Juan Pablo Núñez tiene 12 años y este viernes cumple uno diagnosticado de leucemia. Él es de Peñalolén, pero como su casa no cumple con lo necesario para sus cuidados, en el contexto de la pandemia, vive en una casa de acogida para niños con cáncer junto a su padre, José Miguel. Ahí han pasado los últimos meses. “Nos encerramos los dos y ha sido bastante duro, sobre todo para él. Echa de menos a la mamá, los hermanos y la abuela”, dice el papá.
En Temuco, a casi 700 kilómetros, Francisco Jiménez, un profesor de 60 años, vive algo similar: la llegada del coronavirus lo ha empujado a privarse de sus salidas al Parque Germán Becker para despejar la cabeza, puesto que, según explica, el tratamiento por su mieloma múltiple, que ha dado resultados positivos, aún lo tiene en un estado frágil.
“Viví todo el 2020 en mi casa.
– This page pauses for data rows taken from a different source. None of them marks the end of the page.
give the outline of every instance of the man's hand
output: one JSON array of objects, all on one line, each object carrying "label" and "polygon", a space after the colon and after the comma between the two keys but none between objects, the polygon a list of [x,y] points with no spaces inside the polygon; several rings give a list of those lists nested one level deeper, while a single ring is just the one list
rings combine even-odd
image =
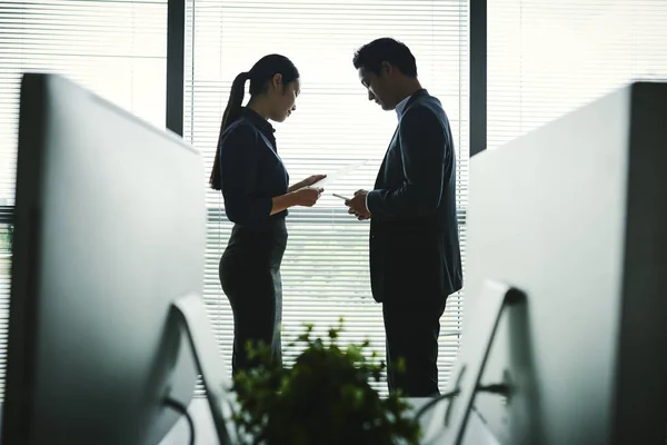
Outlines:
[{"label": "man's hand", "polygon": [[357,190],[352,199],[345,201],[345,205],[349,207],[348,214],[355,215],[360,221],[370,218],[370,211],[366,208],[367,195],[367,190]]}]

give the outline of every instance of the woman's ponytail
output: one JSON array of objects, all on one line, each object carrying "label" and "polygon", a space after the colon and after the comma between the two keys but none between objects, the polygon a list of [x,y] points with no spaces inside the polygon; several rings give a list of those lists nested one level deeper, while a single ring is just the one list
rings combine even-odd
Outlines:
[{"label": "woman's ponytail", "polygon": [[222,115],[222,122],[220,123],[220,135],[218,136],[218,148],[216,149],[216,159],[213,160],[213,169],[211,170],[211,177],[209,184],[212,189],[222,189],[222,179],[220,178],[220,140],[222,134],[232,122],[235,122],[241,115],[241,107],[243,105],[243,96],[246,93],[246,81],[250,78],[249,72],[241,72],[233,79],[231,83],[231,91],[229,93],[229,101],[227,108]]}]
Ha significado que con esta patología, en una pandemia, encerrado y trabajando como profesor, el agotamiento físico y psicológico sea el doble”, revela.
Andrea Guerra sufre de asma desde muy pequeña y hasta antes de la pandemia la disnea no la dejaba en paz. Sufrió, de hecho, algunas descompensaciones severas. Salir a la calle en su natal Providencia no es una opción para ella. Desde que se empezó a hablar del Covid-19, nunca lo ha sido, en realidad. Ni siquiera cuando la comuna ha estado en fases avanzadas del plan Paso a Paso.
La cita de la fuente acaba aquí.